51. Başvurucunun tutuklanmasına karar verilen silahlı terör örgütü üyesi olma suçu, Türk hukuk sistemi içinde ağır cezai yaptırımlar öngörülen suç tipleri arasında olup isnat edilen suça ilişkin olarak kanunda öngörülen cezanın ağırlığı kaçma şüphesine işaret eden durumlardan biridir (aynı yöndeki değerlendirmeler için bkz. Hüseyin Burçak, B. No: 2014/474, 3/2/2016, § 61; Devran Duran [GK], B. No: 2014/10405, 25/5/2017, § 66). Ayrıca anılan suç 5271 sayılı Kanun"un 100. maddesinin (3) numaralı fıkrasında yer alan ve kanun gereği tutuklama nedeni varsayılabilen suçlar arasındadır (bkz. § 32; Gülser Yıldırım (2) [GK], B. No: 2016/40170, 16/11/2017, § 148).

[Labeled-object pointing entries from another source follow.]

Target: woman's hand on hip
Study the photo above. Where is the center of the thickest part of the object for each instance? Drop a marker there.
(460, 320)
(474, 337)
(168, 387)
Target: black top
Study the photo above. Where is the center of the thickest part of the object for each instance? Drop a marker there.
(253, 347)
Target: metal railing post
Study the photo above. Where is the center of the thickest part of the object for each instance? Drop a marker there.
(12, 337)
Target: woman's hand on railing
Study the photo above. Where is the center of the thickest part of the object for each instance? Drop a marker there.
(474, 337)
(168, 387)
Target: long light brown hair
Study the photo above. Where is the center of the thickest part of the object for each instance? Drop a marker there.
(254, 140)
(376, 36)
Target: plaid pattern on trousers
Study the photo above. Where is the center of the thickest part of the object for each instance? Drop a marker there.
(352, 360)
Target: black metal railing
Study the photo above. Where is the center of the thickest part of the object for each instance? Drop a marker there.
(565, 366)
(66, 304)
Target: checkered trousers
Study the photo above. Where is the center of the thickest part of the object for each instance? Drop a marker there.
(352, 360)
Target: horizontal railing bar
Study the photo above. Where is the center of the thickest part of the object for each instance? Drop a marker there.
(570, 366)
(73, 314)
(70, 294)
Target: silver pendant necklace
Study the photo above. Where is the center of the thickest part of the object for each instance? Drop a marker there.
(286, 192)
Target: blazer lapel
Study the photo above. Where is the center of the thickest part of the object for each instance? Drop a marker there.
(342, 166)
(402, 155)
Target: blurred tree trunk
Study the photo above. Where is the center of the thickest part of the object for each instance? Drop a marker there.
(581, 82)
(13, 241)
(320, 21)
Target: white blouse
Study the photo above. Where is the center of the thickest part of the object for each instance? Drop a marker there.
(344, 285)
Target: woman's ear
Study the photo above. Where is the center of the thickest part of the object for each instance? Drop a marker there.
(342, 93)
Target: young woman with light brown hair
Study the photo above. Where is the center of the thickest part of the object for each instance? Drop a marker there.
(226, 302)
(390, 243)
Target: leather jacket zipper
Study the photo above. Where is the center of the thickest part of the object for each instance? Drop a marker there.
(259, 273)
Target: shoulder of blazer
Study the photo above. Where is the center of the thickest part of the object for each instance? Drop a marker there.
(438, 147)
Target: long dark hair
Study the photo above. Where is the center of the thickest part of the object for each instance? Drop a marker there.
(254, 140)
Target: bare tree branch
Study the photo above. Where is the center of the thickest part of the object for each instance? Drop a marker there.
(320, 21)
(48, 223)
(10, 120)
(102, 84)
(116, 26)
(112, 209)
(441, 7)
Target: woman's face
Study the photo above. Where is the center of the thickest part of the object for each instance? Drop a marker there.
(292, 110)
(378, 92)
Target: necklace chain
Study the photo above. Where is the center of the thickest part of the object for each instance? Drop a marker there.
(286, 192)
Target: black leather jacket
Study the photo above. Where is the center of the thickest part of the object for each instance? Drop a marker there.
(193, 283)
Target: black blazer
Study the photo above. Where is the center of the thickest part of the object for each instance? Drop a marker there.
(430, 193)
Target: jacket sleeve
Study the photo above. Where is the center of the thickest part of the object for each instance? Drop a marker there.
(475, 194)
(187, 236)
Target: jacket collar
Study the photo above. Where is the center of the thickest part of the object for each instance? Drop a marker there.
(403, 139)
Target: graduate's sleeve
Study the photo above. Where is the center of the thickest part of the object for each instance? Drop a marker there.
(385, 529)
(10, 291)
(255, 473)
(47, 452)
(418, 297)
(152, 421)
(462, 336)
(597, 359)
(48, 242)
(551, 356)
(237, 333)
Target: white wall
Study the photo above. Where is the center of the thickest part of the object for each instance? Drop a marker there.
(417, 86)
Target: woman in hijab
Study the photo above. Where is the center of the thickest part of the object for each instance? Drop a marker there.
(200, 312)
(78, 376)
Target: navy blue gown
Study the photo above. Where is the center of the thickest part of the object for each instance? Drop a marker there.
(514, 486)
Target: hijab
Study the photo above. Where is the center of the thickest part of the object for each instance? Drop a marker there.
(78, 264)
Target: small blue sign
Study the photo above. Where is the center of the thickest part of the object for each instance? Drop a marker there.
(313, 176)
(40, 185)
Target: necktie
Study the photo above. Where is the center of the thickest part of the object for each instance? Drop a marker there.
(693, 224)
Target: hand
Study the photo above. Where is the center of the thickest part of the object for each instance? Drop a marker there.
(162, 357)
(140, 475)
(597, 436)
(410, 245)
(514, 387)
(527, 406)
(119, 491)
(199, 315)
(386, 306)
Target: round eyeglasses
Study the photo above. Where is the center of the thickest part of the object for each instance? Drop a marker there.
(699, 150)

52. Somut olayda Kars Sulh Ceza Hâkimliğince başvurucunun tutuklanmasına karar verilirken işlediği iddia olunan silahlı terör örgütüne üye olma suçunun vasıf ve mahiyetine, suçun 5271 sayılı Kanun"un 100. maddesinin (3) numaralı fıkrasında yer alan katalog suçlar arasında olmasına, Kanun"da öngörülen suça ilişkin yaptırımın ağırlığına, delillerin toplanmamış olmasına dayanıldığı görülmektedir (bkz. § 14).
53. Dolayısıyla tutuklama kararının verildiği andaki genel koşullar ve somut olayın yukarıda belirtilen özel koşulları ile Kars Sulh Ceza Hâkimliği tarafından verilen kararın içeriği birlikte değerlendirildiğinde başvurucu yönünden kaçma ve delilleri etkileme tehlikesine yönelen tutuklama nedenlerinin olgusal temellerinin olmadığı söylenemez.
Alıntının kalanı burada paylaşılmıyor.